Plus tard, étudiante à Paris, Fatma Cherif suit un cursus d’architecture d’intérieur, rentre à Tunis pour se marier, repart à Paris avec un bébé cette fois. Promenant Yasmine, sa petite fille au nom de fleur, elle s’arrête devant une annonce proposant une démonstration d’art floral de l’école de Stéphanie de Monaco. La princesse l’intrigue tout autant que le sujet de la prestation. Confiant Yasmine à son père, elle s’absente pour deux heures de temps, et ne revient qu’au bout de six heures.

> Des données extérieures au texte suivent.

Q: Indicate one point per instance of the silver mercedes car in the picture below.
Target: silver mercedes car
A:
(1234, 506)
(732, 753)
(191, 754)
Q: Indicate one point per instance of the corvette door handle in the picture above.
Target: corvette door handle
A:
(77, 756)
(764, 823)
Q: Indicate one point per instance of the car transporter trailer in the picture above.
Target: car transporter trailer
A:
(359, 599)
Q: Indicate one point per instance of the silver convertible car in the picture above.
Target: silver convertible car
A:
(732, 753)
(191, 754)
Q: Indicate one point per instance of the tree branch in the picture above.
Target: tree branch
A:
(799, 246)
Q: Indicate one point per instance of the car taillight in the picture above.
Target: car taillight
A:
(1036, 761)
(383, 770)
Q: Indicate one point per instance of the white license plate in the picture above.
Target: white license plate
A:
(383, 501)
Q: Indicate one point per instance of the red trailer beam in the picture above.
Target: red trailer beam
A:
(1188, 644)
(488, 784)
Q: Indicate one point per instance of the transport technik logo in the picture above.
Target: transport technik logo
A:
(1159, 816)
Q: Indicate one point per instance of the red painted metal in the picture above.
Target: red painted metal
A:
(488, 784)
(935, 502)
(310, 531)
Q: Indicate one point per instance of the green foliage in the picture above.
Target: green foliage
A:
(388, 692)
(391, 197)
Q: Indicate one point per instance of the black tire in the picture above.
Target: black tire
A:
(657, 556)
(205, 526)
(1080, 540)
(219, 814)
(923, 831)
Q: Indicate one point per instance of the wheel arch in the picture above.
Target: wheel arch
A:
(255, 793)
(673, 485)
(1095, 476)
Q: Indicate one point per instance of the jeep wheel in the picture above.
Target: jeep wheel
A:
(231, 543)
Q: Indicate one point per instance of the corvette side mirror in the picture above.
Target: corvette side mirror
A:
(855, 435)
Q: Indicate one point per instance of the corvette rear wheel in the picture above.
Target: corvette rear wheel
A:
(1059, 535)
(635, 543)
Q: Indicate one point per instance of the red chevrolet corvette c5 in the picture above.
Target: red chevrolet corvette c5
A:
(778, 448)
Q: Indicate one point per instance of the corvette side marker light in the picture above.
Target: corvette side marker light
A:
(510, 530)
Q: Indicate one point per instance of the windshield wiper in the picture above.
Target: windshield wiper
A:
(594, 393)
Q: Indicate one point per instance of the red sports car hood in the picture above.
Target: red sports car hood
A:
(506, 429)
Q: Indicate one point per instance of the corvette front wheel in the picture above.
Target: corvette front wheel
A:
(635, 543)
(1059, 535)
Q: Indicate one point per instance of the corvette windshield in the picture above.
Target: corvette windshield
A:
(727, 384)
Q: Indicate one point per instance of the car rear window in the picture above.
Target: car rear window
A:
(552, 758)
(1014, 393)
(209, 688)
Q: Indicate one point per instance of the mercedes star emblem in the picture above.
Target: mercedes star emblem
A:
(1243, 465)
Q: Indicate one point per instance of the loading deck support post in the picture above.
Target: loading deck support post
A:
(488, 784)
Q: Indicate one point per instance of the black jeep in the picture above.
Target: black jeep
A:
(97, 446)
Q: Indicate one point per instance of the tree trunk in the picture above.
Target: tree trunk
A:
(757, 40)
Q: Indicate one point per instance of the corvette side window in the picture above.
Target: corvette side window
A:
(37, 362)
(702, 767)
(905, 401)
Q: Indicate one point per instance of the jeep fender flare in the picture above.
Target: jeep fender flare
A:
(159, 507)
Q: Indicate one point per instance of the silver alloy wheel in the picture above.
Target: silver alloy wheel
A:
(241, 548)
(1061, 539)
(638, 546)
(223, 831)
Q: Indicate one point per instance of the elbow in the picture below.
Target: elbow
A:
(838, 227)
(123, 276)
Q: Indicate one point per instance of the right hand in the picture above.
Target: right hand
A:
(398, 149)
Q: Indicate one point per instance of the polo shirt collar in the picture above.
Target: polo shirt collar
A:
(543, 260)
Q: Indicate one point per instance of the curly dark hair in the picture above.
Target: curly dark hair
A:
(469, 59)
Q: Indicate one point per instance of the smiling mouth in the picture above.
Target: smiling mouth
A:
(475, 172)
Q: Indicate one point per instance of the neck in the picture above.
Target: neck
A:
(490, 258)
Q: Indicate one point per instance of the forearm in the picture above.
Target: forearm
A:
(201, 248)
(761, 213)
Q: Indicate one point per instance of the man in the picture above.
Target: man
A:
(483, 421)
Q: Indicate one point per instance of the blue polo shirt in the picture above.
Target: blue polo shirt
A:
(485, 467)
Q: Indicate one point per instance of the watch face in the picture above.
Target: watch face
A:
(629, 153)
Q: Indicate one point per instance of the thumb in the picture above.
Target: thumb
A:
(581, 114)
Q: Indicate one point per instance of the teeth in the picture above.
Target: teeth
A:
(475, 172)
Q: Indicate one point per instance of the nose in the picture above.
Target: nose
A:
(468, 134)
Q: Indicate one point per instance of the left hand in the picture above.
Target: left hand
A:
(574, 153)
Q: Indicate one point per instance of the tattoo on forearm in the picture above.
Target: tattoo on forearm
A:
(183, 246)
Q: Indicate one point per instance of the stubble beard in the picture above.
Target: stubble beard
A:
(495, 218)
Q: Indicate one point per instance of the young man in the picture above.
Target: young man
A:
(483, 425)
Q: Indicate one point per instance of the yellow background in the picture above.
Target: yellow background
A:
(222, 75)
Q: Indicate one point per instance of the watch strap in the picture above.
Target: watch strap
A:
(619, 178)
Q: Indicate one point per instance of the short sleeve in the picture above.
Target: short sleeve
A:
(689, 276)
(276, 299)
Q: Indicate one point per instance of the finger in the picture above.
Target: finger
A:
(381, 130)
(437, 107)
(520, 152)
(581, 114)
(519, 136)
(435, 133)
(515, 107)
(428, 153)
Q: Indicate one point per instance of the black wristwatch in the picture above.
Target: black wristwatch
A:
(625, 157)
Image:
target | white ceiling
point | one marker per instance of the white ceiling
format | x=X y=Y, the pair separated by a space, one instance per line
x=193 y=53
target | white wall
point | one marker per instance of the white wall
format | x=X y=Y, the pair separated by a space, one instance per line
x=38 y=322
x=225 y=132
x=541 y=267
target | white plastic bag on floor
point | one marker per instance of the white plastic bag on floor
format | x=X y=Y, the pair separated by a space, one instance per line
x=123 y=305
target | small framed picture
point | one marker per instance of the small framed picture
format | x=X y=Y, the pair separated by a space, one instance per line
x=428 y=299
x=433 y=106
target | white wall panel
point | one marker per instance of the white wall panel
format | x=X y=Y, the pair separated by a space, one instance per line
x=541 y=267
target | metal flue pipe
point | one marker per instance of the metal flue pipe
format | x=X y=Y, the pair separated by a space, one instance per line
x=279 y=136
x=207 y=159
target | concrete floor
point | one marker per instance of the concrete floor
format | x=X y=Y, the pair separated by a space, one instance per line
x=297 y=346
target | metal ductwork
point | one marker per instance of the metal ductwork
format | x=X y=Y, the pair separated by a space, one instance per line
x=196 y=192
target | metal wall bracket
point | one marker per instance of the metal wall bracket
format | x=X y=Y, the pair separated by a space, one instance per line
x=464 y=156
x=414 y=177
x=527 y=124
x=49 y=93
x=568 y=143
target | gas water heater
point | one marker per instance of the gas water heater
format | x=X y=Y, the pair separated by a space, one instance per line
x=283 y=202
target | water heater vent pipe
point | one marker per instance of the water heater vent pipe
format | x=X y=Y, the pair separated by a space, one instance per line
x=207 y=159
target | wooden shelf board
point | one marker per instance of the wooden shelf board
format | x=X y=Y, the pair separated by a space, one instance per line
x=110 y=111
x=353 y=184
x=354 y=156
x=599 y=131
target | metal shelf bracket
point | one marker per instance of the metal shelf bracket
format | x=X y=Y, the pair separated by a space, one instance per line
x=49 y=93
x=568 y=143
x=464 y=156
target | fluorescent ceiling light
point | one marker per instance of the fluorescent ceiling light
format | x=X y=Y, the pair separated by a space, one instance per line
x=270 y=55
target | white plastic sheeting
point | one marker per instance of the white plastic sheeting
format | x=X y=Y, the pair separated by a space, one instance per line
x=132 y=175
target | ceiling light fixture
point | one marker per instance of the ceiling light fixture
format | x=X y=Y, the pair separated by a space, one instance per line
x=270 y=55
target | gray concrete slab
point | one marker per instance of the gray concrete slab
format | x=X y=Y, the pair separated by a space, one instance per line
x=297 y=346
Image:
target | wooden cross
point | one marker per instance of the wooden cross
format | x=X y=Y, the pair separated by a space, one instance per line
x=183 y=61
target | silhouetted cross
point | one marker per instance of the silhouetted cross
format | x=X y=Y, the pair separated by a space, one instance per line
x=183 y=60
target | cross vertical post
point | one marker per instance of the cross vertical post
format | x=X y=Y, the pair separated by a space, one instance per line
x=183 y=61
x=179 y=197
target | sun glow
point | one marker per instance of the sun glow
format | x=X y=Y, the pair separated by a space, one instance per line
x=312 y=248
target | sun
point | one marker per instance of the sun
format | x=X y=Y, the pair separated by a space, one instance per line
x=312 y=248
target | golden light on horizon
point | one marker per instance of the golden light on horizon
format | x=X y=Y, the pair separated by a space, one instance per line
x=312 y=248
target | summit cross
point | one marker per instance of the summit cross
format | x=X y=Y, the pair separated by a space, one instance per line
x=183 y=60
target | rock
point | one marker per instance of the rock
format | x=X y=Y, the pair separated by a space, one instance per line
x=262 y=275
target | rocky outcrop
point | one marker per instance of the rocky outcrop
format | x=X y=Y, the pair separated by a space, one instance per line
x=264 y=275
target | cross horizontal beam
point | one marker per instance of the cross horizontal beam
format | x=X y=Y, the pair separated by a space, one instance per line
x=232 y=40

Passionnée, elle s’inscrit dans cette école, commence par une spécialité, puis décide de faire tout le cycle : fleurs naturelles, fleurs séchées, mariages, goûters d’enfants et même deuils, rien ne résiste à sa curiosité florale. Elle part à Bruxelles pour un stage où elle se trouve seule tunisienne dans un groupe de 24 japonaises pour qui l’art floral est une tradition millénaire. Et défend honorablement les couleurs de son pays.
De retour à Tunis, après avoir mûrement réfléchi, et sollicité de nombreux conseils, car bien que passionnée, Fatma Cherif n’entreprend rien à la légère, elle décide de se lancer, et d’ouvrir pignon sur rue. Le marché est encore vierge, tout est à faire.
La fleur est un produit difficile, fragile, irrégulier. Elle qui aime le naturel est obligée, en un premier temps, de composer avec l’artificiel, de mêler les deux pour réussir ses compositions. Depuis, les pépinières devenues plus nombreuses, mais surtout l’importation ouverte, elle laisse libre cours à sa créativité. A Sousse, à Mahdia, à Sfax, à Tunis, elle est connue comme le loup blanc. Elle y trouve arums, immortelles, iris, glaïeuls, oiseaux du paradis qui structurent ses compositions. Quant à la reine des fleurs, la rose aristocratique, elle vient du Maroc, d’Egypte, du Kenya et même de Colombie.
Quand on lui demande si l’art floral est entré dans les traditions, et s’il ne se limite pas aux cérémonies de mariage, elle proteste. Bien sûr, les mariages constituent la demande la plus importante, mais aussi les anniversaires, les naissances, les fêtes familiales, les soirées, les cadeaux, les réunions. Ce qui tarde à suivre, ce sont les décorations de bureaux, les halls d’accueil des sociétés. Seules quelques entreprises sacrifient à ce geste qui est une courtoisie pour le client, et souscrivent à des abonnements floraux.
Mais notre amie des fleurs est optimiste : nul ne résiste longtemps au pouvoir des fleurs. Cela viendra.